PETA to Columbia Board of Trustees: Help the Animals!

PETA’s senior vice president of research & investigations, Mary Beth Sweetland, has fired off a letter to the 24 members of Columbia University’s Board of Trustees, calling on the trustees to use their influence to help bring a permanent end to the experiments of Connolly, Stark, and Ferin.

In referring to the stroke experiments of E. Sander Connolly—in which Connolly cut out the left eyes of baboons and used the empty eye sockets to access and clamp off major blood vessels to the brain, inducing a stroke—Sweetland exposes not only Connolly’s depraved cruelty, but also his dishonesty.
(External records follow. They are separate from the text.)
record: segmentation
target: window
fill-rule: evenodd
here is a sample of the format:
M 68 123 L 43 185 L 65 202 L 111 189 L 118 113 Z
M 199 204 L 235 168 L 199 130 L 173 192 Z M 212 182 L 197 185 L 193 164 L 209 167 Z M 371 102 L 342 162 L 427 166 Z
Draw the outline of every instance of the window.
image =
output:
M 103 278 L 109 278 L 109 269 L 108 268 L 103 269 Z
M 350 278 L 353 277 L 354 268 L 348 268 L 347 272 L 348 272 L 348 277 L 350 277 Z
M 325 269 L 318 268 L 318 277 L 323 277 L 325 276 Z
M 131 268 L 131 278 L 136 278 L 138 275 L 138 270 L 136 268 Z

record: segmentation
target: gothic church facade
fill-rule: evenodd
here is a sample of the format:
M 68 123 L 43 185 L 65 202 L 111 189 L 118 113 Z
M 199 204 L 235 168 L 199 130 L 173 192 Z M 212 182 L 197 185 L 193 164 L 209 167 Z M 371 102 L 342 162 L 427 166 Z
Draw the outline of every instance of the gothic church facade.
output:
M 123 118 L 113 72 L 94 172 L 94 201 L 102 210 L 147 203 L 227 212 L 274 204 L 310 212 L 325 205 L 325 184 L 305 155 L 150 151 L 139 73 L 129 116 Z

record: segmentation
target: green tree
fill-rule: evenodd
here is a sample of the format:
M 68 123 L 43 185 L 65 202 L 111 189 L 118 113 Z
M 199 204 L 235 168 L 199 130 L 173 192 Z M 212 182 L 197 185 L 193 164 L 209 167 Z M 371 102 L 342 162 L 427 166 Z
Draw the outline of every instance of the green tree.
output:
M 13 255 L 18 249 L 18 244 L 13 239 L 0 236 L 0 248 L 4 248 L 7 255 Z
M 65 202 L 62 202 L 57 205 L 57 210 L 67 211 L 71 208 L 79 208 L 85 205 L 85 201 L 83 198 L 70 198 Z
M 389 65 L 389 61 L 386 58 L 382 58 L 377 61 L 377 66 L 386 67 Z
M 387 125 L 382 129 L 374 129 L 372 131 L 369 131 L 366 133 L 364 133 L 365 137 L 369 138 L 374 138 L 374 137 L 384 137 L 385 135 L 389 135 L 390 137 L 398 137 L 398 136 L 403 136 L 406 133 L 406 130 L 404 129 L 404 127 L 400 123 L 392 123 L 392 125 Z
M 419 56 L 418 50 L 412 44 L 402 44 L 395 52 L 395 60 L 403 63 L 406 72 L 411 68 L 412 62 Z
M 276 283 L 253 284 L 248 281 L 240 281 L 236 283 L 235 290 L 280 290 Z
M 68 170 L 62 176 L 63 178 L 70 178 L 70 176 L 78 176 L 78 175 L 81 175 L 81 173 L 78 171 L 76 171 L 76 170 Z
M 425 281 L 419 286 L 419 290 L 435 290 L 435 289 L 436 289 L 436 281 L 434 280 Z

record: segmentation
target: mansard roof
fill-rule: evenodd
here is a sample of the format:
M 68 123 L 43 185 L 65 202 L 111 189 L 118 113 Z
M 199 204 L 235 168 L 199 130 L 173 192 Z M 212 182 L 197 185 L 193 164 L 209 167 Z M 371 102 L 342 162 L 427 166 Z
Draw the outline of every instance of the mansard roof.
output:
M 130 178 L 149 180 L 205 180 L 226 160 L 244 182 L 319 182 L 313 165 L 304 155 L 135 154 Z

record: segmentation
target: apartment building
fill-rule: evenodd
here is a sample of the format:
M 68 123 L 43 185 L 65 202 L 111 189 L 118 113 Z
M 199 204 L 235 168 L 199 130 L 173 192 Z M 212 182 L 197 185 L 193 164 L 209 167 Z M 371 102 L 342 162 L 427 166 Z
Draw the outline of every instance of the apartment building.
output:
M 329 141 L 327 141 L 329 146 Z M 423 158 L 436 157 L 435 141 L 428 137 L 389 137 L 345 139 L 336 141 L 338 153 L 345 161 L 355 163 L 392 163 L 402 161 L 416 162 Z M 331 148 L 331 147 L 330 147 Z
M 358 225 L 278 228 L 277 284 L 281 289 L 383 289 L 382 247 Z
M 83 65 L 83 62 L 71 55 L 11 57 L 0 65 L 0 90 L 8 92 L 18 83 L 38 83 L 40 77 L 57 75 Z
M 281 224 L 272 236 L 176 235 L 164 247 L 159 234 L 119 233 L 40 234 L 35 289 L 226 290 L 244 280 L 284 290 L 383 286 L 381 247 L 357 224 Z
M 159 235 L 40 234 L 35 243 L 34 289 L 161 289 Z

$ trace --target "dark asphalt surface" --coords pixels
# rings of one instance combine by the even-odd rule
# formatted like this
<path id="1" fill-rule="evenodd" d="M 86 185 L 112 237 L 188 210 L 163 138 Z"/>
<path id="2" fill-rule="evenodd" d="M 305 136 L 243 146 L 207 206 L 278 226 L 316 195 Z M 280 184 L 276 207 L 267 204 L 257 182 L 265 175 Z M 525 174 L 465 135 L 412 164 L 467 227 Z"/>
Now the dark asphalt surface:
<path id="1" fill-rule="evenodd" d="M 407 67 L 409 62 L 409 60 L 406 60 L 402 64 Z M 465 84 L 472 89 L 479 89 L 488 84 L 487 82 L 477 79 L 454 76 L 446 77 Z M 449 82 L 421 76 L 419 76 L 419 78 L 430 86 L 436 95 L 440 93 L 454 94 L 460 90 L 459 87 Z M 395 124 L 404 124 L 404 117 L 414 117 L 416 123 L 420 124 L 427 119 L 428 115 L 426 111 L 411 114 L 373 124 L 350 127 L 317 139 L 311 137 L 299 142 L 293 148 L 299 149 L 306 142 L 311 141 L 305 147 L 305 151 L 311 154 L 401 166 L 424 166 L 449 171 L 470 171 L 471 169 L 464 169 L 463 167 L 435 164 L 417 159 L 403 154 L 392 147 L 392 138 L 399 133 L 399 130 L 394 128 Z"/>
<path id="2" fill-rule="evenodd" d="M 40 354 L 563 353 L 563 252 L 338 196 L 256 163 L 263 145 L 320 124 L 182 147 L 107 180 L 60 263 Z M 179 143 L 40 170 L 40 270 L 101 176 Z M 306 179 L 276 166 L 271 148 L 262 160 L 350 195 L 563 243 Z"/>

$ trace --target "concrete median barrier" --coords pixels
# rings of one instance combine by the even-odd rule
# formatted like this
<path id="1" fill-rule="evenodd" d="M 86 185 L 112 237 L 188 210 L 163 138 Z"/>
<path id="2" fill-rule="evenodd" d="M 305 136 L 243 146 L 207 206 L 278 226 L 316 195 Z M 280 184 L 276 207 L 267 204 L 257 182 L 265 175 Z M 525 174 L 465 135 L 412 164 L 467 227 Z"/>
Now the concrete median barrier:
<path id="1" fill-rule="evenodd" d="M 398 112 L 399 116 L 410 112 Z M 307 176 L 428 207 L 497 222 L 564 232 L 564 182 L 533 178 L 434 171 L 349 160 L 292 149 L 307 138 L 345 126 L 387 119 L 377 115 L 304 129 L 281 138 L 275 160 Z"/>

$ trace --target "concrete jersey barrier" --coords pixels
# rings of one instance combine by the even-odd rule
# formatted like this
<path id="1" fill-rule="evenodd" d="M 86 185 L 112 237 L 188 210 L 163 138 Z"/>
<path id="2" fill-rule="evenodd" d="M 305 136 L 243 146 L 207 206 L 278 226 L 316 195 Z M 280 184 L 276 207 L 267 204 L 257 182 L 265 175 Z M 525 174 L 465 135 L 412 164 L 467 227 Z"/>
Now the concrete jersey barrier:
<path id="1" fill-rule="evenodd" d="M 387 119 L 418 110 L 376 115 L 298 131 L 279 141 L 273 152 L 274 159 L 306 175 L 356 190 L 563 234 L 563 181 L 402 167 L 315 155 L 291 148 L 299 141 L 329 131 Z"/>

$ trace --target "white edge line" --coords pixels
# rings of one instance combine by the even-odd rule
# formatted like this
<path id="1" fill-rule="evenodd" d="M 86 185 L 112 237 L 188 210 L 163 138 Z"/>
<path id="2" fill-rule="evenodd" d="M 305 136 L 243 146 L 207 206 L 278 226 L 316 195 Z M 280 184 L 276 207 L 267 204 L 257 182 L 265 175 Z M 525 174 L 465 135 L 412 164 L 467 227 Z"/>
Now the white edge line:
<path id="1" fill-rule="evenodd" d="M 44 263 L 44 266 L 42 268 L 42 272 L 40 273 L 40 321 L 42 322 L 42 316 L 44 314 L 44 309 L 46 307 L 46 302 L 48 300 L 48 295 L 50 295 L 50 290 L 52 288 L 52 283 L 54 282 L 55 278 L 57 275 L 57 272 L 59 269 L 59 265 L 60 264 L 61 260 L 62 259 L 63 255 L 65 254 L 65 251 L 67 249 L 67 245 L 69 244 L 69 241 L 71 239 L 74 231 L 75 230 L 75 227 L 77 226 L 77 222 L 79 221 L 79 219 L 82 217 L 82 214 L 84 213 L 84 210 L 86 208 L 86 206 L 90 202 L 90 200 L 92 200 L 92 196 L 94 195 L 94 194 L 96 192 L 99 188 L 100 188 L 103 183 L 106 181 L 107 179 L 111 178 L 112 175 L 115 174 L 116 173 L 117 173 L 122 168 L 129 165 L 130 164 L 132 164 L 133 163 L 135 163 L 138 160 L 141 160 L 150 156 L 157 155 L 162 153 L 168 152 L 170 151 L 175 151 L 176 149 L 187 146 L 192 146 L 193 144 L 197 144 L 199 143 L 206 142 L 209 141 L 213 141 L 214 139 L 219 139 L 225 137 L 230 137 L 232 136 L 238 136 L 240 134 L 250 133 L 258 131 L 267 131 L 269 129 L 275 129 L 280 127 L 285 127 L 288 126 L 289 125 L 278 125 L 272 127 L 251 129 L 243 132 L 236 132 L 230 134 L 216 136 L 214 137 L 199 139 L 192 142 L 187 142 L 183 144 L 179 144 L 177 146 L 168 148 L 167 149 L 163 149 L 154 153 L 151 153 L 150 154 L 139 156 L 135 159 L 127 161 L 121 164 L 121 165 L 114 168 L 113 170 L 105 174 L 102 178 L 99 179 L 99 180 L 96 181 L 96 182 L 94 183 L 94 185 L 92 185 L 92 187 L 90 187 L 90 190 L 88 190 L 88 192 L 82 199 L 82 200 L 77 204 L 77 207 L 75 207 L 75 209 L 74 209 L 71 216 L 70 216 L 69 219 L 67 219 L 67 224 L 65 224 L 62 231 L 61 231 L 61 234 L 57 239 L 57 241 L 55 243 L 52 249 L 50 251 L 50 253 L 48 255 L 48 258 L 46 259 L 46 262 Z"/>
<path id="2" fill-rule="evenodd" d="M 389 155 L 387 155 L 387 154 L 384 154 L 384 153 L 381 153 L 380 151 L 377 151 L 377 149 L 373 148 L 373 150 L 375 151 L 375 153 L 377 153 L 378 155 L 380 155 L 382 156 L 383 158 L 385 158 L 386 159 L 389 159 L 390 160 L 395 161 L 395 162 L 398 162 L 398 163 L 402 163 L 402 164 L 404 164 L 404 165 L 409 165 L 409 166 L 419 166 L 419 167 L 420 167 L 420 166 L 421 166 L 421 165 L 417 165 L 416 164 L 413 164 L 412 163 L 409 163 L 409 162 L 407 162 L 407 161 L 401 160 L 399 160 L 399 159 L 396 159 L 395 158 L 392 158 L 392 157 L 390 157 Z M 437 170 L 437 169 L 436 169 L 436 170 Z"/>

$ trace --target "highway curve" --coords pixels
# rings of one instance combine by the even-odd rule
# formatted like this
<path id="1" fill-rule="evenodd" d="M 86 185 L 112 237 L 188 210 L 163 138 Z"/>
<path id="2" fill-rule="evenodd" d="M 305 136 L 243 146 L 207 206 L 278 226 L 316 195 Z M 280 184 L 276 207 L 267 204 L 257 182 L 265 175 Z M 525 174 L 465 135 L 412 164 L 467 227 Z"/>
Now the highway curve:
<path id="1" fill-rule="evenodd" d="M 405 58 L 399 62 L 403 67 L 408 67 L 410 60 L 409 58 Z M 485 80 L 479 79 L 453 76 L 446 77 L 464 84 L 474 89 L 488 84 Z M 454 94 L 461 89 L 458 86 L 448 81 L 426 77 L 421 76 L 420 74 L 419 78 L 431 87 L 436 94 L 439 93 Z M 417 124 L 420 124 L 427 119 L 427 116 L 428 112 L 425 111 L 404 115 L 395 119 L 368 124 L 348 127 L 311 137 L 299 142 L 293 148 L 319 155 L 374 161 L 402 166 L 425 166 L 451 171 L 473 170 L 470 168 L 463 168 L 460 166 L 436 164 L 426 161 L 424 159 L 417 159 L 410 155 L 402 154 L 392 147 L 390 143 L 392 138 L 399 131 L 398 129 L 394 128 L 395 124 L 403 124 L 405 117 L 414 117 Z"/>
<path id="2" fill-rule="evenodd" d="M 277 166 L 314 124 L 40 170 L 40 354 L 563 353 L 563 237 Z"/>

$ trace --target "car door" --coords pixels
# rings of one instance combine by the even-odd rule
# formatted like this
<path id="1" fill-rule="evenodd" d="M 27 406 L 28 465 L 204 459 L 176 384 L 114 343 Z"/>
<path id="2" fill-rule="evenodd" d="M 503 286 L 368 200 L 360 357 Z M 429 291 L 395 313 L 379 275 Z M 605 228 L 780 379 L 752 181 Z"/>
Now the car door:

After inducing strokes in the incarcerated baboons, Connolly administered a test stroke drug, dehydroascorbic acid (DHA), supplied by Progenics Pharmaceuticals. The DHA failed to alleviate the suffering of the animals who were slouched over in their cages, unable to eat, drink, or even lift their heads. Connolly noted this failure in a letter to Columbia’s Animal Care and Use Committee: “We completed a trial of a novel anti-oxidant compound (DHA) and were able to show that its efficacy in lower rodent models is not mirrored in primates.” Yet, three months later, Connolly is quoted in a news release issued by Progenics as saying: “The positive outcome of this study underscores the potential of DHA to protect patients against the debilitating consequences of stroke.” This “unconscionable failure to disclose critical information” sinks Connolly’s academic credibility and Columbia University’s integrity.

While Connolly has voluntarily stopped his cruel experiments, PETA is calling on Columbia to permanently stop his stroke experiments and two others.